Many cities throughout the country are fortunate by design and elections to have outstanding leadership in local government. Unfortunately, Naperville, Illinois is not one of those cities. It has been in the past, and it may be in the future, but currently Naperville is experiencing a huge void in effective management and pro-citizen leadership. The Naperville city council is composed of nine members including a mayor. Three of those members for the most part represent their constituency in an effective manner, three are mediocre, and three are clueless with regard to the progress of the city. Hence two-thirds of the council are steering the city in the wrong direction. What makes this far more concerning is that Naperville has a council-manager style of government. Since its inception, it has become the most popular form of government in the United States. However ‘big’ and ‘popular’ are not synonymous with successful, efficient or valuable.
According to the International City/Council Management Association (ICMA)
The council-manager plan is the system of local government that combines the strong political leadership of elected officials in the form of a council or other governing body, with the strong managerial experience of an appointed local government manager. The plan establishes a representative system where all power is concentrated in the elected council as a whole and where the council hires a professionally trained manager to oversee the delivery of public services.
By definition, this form of government does not suit the city of Naperville, or maybe more appropriately the current group of elected officials does not suit this type of government.

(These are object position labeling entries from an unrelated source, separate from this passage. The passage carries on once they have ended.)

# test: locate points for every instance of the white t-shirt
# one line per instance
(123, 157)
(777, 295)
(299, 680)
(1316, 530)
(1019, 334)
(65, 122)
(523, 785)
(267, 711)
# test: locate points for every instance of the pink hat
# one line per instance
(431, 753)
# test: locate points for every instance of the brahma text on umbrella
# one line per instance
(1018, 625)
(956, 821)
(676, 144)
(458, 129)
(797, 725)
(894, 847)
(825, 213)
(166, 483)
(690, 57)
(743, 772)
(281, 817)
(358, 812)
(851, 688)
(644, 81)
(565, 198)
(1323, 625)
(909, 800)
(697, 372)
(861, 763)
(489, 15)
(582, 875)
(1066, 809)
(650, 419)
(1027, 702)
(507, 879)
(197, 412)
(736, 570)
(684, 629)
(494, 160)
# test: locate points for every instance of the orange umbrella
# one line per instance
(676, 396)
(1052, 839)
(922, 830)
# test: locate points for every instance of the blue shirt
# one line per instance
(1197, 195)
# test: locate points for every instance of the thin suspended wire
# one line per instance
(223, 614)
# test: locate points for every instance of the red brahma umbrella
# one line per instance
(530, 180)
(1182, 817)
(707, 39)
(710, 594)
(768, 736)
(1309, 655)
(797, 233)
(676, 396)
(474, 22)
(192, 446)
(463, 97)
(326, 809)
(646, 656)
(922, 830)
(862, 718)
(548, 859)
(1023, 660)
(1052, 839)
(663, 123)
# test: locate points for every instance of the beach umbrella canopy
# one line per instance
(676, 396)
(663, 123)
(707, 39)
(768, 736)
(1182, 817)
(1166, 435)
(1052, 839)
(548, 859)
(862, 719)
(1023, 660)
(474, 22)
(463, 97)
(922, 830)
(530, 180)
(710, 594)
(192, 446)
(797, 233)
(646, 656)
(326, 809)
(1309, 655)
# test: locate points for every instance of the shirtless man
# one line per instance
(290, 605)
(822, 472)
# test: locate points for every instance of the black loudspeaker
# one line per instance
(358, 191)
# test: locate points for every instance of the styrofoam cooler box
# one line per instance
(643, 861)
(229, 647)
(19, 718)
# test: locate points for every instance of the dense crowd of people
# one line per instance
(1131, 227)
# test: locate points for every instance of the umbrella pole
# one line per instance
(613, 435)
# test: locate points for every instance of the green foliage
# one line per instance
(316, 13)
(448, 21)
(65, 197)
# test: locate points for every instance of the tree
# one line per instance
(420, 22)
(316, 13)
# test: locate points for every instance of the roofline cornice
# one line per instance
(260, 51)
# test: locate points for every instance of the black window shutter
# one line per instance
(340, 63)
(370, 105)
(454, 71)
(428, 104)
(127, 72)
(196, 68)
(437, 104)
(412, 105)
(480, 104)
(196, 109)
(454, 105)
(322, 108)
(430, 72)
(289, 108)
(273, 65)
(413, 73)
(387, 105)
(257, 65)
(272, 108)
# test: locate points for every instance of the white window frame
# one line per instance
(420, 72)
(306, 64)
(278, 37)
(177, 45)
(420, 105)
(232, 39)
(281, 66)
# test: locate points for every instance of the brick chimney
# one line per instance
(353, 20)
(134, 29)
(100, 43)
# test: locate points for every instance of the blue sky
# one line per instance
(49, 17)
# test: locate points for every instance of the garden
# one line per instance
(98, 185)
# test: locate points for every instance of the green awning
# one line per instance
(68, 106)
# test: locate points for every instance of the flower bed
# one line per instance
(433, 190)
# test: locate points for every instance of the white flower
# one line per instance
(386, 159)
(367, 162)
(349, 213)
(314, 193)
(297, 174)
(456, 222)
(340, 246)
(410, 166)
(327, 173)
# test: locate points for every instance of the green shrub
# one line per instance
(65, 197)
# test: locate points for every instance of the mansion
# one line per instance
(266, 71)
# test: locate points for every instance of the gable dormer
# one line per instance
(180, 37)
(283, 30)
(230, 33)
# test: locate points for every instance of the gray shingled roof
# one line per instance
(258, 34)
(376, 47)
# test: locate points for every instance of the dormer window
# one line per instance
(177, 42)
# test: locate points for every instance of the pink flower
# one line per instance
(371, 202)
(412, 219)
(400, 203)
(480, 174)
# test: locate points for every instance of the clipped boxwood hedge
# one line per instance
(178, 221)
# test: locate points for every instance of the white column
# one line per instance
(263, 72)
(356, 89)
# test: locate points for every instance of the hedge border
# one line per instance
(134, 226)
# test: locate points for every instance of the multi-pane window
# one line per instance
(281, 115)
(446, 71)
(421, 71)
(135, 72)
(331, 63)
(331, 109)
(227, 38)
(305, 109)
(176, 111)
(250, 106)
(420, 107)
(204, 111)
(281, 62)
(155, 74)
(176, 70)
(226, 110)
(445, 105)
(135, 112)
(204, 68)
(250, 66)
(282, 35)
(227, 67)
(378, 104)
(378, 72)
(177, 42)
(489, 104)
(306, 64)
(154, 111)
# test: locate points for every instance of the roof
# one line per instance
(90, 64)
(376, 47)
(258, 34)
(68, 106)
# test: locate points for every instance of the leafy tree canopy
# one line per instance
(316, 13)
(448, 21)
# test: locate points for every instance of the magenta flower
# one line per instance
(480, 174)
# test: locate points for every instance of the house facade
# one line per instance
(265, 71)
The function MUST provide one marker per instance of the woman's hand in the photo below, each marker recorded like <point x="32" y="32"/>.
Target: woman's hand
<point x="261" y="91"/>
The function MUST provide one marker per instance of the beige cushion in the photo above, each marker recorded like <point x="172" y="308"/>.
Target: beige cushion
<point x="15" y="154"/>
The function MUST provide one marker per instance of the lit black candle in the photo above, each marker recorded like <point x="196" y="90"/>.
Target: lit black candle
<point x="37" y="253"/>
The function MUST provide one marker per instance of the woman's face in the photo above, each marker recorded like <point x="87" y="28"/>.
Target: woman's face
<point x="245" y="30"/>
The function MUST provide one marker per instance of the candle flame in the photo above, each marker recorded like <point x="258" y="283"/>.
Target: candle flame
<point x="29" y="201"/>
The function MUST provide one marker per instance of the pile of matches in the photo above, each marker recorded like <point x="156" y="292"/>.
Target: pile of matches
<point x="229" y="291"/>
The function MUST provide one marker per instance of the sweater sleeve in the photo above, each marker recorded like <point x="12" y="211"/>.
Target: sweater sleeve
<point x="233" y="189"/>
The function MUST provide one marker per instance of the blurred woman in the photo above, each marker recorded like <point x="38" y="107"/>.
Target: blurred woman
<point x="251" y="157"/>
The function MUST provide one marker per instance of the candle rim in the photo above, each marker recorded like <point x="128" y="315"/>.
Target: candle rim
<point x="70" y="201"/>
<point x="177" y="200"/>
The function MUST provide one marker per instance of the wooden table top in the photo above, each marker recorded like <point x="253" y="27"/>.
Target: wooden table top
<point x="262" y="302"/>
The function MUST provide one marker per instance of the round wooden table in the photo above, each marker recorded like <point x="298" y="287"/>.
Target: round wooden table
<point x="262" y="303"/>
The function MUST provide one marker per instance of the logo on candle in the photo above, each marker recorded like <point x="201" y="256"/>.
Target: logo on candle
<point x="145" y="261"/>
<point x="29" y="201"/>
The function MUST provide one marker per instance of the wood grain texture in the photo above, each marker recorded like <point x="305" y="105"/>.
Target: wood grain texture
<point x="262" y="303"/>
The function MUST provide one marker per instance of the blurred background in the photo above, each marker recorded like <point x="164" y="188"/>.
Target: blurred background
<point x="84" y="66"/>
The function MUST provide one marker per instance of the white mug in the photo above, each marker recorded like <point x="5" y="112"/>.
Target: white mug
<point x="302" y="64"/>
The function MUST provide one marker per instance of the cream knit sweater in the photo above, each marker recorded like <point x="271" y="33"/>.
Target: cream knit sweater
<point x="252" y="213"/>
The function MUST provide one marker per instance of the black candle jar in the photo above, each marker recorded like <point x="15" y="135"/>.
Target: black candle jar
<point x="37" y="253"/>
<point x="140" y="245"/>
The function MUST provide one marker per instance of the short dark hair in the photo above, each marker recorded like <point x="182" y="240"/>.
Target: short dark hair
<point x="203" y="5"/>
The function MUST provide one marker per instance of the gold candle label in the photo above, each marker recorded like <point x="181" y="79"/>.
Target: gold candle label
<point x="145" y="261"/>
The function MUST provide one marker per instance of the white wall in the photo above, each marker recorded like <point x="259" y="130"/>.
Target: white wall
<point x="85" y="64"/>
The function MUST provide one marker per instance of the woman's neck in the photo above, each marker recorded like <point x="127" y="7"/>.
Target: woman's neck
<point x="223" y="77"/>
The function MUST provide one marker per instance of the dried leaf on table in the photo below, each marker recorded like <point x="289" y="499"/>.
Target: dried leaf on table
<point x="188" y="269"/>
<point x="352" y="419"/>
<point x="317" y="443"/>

Again, by definition, this form of government requires ‘strong political leadership’ with ‘strong managerial experience’.
What the city of Naperville needs is a city manager that gets the job done, and the job is to ‘oversee the delivery of public services’ and make the city a better place to live for its citizens, while spending and saving money wisely.
The Catch-22 here is that the Naperville city council approves the hiring of a city manager (Doug Krieger) who then is accountable to the city council and not the citizens. If the city council is weak, then a city manager has carte blanche to do as he sees fit with no consequences. Considering the Naperville city council is two-thirds ineffective, that places the citizens of Naperville in a precarious position.
Since Naperville government lacks the leadership necessary to become a first-class city, what are the citizens of Naperville to do?
Well they could:
• vote the rascals out of office, but this could take years to replace six of nine city council members
• replace the city manager, but only the city council can do that
• change its form of government to a ‘strong mayor’ style
Or just maybe the city manager of Naperville could be like the city manager of Keller City, Texas (Dan O’Leary). Keller City is in many ways similar to Naperville in demographics, which we will cover in a future posting. He felt he was not needed, and laid himself off. He said the city has two assistant city managers and a third one (himself) is not necessary. That is the epitome of strong leadership. By doing so, he saved the city of Keller $176,000 (his annual salary) not counting benefits. Doug Krieger could not only be a hero, he could save our city many dollars in salary alone, and isn’t that part of the job of a city manager; saving money for the citizens.